Berdasarkan uraian diatas, penulis berkesimpulan bahwa pelaksanaan
pendidikan Islam pada masa khalifah Abu Bakar ini adalah sama dengan pendidikan
Islam yang dilaksanakan pada masa Nabi baik materi maupun lembaga
pendidikannya.
2.
Masa Umar bin
Khatab (13-23H : 634-644 M)
Sesuai dengan kedudukan manusia sebagai makhluk yang mulia,
pikiran, perasaan dan kemampuan berbuat, merupakan komponen dari kemuliaan dan
kesempurnaan yang melengkapi ciptaan (kejadian) manusia. Firman Allah Swt. :
Sesungguhnya
Kami telah menciptakan manusia dalam bentuk sebaik-baiknya (QS : 95 4)
Abu Bakar telah menyaksikan persoalan yang timbul dikalangan kaum
muslimin setelah Nabi wafat, berdasarkan hal inilah Abu Bakar menunjuk
penggantinya yaitu Umar bn Khatab, yang tujuannya adalah untuk mencegah supaya
tidak terjadi perselisihan dan perpecahan di kalangan umat Islam, kebijakan Abu
Bakar tersebut ternyata diterima masyarakat.[3]
Pada masa khalifah Umar bin Khatab, kondisi politik dalam keadaan stabil, usaha
perluasan wilayah Islam memperoleh hasil yang gemilang. Wilayah Islam pada masa
Umar bin Khatab meliputi Semenanjung Arabia, Palestina, Syiria, Irak, Persia,
dan Mesir.[4]
Dengan meluasnya wilayah Islam mengakibatkan meluas pula kehidupan
dalam segala bidang.
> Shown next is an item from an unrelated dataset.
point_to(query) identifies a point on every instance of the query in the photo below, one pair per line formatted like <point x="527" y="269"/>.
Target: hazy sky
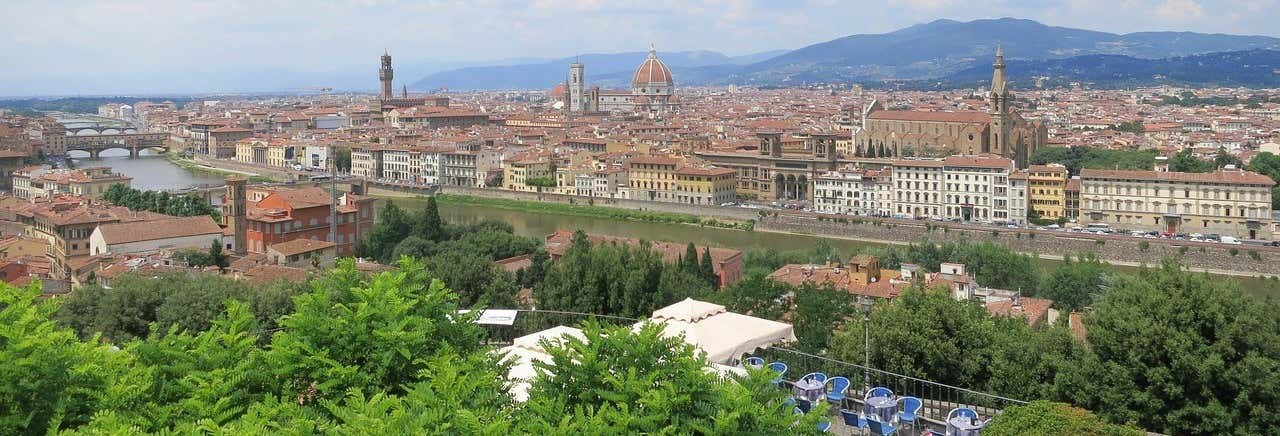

Untuk memenuhi kebutuhan ini diperlukan manusia yang
memiliki keterampilan dan keahlian, sehingga dalam hal ini diperlukan
pendidikan.
Pada masa khalifah Umar bin Khatab, sahabat-sahabat yang sangat
berpengaruh tidak diperbolehkan untuk keluar daerah kecuali atas izin dari
khalifah dan dalam waktu yang terbatas. Jadi, kalau ada diantara umat Islam
yang ingin belajar hadis harus pergi ke Madinah, ini berarti bahwa penyebaran ilmu
dan pengetahuan para sahabat dan tempat pendidikan adalah
terpusat di Madinah.[5]
Dengan meluasnya wilayah Islam sampai ke luar jazirah Arab,
tampaknya khalifah memikirkan pendidikan Islam di daerah-daerah yang baru
ditaklukkan itu. Untuk itu, Umar bin Khatab memerintahkan para panglima
perangnya, apabila mereka berhasil menguasai satu kota, hendaknya mereka
mendirikan masjid sebagai tempat ibadah dan pendidikan.[6]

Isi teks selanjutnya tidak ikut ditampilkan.